Dans Le Point du 20/01/2012, JMG  LE CLEZIO Prix Nobel de littérature, (dont il faut lire le Rêve Mexicain) a lancé l’appel suivant à la communauté internationale :

« L’Histoire bégaie, on le sait. Parfois, il y a tellement d’insupportable dans ce bégaiement qu’on ne peut l’accepter. Le génocide amérindien fut organisé pour une grande part à cause de la convoitise des conquérants pour l’or et l’argent, chose tellement incompréhensible pour les habitants du Nouveau Monde que certains (les Purepecha du Michoacan) se posèrent même la question : « Assurément, ces hommes doivent se nourrir de ces métaux pour les désirer à tel point. » Pour eux, ces métaux étaient « l’excrément du Soleil et de la Lune » et ne servaient qu’aux objets de culte.

Depuis 2009, la compagnie minière canadienne First Majestic Silver, spécialisée dans la prospection des métaux précieux, a pu racheter 22 concessions à l’ouest de l’Etat de San Luis Potosi, dans le nord du Mexique, dans une montagne nommée Cerro Quemado, près de la station de chemin de fer Real de Catorce. Cette montagne est depuis toujours le lieu mythique pour les Indiens Wixaritari – plus connus du grand public sous le nom de Huichols – où ils s’approvisionnent en peyotl pour leurs cérémonies de divination thérapeutique et leurs rituels liés au culte du Soleil.

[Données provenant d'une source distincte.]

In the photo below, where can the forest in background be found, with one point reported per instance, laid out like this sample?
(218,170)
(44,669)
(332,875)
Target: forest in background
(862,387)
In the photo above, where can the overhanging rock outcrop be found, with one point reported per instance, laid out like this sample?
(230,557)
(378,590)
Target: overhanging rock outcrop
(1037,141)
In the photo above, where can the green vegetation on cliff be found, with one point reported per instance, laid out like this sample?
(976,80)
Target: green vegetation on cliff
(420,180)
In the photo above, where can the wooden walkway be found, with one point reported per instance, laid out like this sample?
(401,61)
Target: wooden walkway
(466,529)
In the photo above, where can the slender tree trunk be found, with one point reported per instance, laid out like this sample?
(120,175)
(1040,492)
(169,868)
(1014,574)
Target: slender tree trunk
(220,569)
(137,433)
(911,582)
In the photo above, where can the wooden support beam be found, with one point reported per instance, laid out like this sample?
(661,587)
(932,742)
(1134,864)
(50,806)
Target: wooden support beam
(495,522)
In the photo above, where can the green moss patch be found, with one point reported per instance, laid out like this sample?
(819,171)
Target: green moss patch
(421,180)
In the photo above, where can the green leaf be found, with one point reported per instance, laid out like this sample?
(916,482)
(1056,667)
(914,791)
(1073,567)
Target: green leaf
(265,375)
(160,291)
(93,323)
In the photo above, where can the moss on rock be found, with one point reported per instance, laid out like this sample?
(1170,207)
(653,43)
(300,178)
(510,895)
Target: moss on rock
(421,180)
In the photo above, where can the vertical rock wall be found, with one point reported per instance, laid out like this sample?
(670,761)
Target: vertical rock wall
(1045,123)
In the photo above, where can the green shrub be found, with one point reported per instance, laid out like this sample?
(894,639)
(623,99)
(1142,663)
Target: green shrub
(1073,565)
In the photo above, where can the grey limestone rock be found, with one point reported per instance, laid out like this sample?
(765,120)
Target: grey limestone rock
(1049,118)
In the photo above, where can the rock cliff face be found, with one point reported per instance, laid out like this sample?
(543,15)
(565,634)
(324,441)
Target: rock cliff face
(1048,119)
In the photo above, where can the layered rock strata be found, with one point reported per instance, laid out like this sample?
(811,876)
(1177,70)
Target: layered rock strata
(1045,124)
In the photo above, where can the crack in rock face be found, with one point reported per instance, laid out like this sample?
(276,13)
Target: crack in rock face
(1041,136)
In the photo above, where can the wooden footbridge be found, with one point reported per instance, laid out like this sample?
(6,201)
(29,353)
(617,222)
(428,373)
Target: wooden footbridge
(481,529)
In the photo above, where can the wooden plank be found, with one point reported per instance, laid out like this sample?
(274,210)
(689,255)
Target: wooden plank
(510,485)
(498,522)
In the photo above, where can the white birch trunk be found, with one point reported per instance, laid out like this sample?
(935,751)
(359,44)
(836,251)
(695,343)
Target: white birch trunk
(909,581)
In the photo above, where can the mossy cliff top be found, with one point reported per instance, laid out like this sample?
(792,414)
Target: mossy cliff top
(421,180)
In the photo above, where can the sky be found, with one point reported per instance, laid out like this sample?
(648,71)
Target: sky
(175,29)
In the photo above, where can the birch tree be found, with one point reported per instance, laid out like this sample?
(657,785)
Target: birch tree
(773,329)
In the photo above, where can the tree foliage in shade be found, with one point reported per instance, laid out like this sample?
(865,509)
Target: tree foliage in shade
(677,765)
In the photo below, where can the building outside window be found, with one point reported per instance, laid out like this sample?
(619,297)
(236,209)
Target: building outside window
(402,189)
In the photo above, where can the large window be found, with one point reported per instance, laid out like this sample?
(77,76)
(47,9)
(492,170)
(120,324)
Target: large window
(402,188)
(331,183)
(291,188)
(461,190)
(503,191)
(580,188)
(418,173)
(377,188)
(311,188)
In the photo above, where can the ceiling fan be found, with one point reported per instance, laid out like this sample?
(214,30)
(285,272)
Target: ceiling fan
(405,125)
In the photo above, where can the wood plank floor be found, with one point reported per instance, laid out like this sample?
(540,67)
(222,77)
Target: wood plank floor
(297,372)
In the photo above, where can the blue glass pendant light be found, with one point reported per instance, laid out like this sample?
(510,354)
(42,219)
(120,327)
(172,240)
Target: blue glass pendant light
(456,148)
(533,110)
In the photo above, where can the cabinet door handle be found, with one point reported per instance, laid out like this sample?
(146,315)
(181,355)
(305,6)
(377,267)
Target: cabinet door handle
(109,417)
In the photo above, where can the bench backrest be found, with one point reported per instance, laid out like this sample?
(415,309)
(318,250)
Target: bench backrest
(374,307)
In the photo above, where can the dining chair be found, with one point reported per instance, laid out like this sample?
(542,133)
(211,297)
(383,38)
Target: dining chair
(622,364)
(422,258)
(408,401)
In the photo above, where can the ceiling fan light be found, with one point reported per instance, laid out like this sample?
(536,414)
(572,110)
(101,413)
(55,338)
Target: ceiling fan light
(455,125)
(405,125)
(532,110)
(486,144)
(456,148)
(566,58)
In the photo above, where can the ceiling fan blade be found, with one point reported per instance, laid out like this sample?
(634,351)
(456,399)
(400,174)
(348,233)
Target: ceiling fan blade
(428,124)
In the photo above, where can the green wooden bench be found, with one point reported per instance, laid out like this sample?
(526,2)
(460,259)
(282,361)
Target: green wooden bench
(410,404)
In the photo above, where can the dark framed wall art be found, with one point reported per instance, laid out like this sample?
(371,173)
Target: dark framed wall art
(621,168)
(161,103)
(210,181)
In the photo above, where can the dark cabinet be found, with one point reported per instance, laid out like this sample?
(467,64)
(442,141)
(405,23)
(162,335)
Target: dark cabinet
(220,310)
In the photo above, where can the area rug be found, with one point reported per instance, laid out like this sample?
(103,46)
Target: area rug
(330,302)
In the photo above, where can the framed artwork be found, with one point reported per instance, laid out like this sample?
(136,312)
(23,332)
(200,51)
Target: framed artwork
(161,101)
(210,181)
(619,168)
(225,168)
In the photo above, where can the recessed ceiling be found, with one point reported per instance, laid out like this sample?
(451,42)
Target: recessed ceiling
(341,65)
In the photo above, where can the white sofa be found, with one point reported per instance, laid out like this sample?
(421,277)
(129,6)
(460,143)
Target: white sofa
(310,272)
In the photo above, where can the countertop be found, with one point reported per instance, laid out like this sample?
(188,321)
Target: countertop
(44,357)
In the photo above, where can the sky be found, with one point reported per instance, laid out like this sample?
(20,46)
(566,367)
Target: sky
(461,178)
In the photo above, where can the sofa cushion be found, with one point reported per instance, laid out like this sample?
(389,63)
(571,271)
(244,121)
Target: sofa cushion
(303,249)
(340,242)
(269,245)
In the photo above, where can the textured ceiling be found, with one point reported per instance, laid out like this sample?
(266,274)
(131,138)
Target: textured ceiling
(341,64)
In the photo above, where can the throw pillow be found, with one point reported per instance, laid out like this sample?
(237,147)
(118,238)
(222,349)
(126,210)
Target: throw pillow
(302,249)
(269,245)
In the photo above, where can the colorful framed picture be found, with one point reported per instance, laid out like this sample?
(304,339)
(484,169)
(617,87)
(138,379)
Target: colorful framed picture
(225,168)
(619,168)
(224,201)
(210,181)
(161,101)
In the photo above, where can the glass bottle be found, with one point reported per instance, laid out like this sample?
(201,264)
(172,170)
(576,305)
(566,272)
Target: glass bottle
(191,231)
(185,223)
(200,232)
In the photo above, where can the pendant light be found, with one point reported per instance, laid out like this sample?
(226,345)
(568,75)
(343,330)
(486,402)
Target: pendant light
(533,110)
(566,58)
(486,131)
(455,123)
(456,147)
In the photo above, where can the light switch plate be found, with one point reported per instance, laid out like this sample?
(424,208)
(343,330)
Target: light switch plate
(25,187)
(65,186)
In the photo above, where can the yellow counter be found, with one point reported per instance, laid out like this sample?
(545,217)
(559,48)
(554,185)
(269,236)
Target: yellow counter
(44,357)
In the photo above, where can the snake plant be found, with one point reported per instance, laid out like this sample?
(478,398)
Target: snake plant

 L’Histoire ici bégaie outrageusement : au XVIIIe siècle, les Huichols furent au centre d’une révolte contre le pouvoir colonial espagnol, car leur territoire était envahi par les prospecteurs – comme dans le cas de la ruée vers l’ouest, des aventuriers et des hommes de main de toutes origines, attirés par la perspective de riches filons. A la fin du XIXe siècle, un métis du nom de Manuel Lozada organisa une autre révolte pour défendre l’autonomie des peuples habitant l’Etat du Nayarit – Coras et Huichols -, et sa défaite sonna le glas de la relative liberté que les Indiens avaient acquise sur leur territoire. Fragilisée par les divisions, la population autochtone figure aujourd’hui parmi les ultimes résistants de l’indianité dans un monde de plus en plus conformiste et matérialiste.

Le projet de la First Majestic Silver n’arrive pas par hasard. La crise économique mondiale a donné un regain de popularité à la valeur refuge que constituent les métaux précieux. Mais la prospection et l’exploitation des anciens filons ne peuvent se faire actuellement que dans des conditions d’extrême agressivité : recherche en profondeur, éventration à la dynamite, utilisation de polluants (mercure et cyanure), rejets de boue contaminée qui mettent en danger la nappe aquifère. Partout dans le monde de tels projets sont combattus par les associations de protection de l’environnement – comme cela fut le cas récemment en France avec le projet minier de Salsigne (Aude), stoppé par les militants.

Cause juste. Que restera-t-il de la montagne sacrée des Huichols après de tels outrages ? Même si éventuellement le filon est abandonné faute de rentabilité (ou parce que le cours des métaux sera retombé), le mal sera irrémédiable. La montagne où les Indiens se rendaient chaque année au bout d’une longue marche pleine de souffrance et de mysticisme sera devenue un lieu dévasté, fracturé, violenté.

Certes, l’on peut regarder tout cela comme l’énième épisode de la défaite du monde amérindien traditionnel et penser que, après le génocide perpétré au XVIe siècle par les conquérants, ce drame est le dernier souffle qui éparpille dans l’oubli des peuples déjà devenus fantômes. Ce doit être, j’imagine, la réponse des ingénieurs et des dirigeants de la First Majestic Silver. Il y a quelques décennies, les compagnies qui éventrèrent le territoire des Indiens Navajos, au sud des Etats-Unis, ironisaient sur cette manie qu’ont les Indiens de considérer que le monde entier serait « terre sacrée ».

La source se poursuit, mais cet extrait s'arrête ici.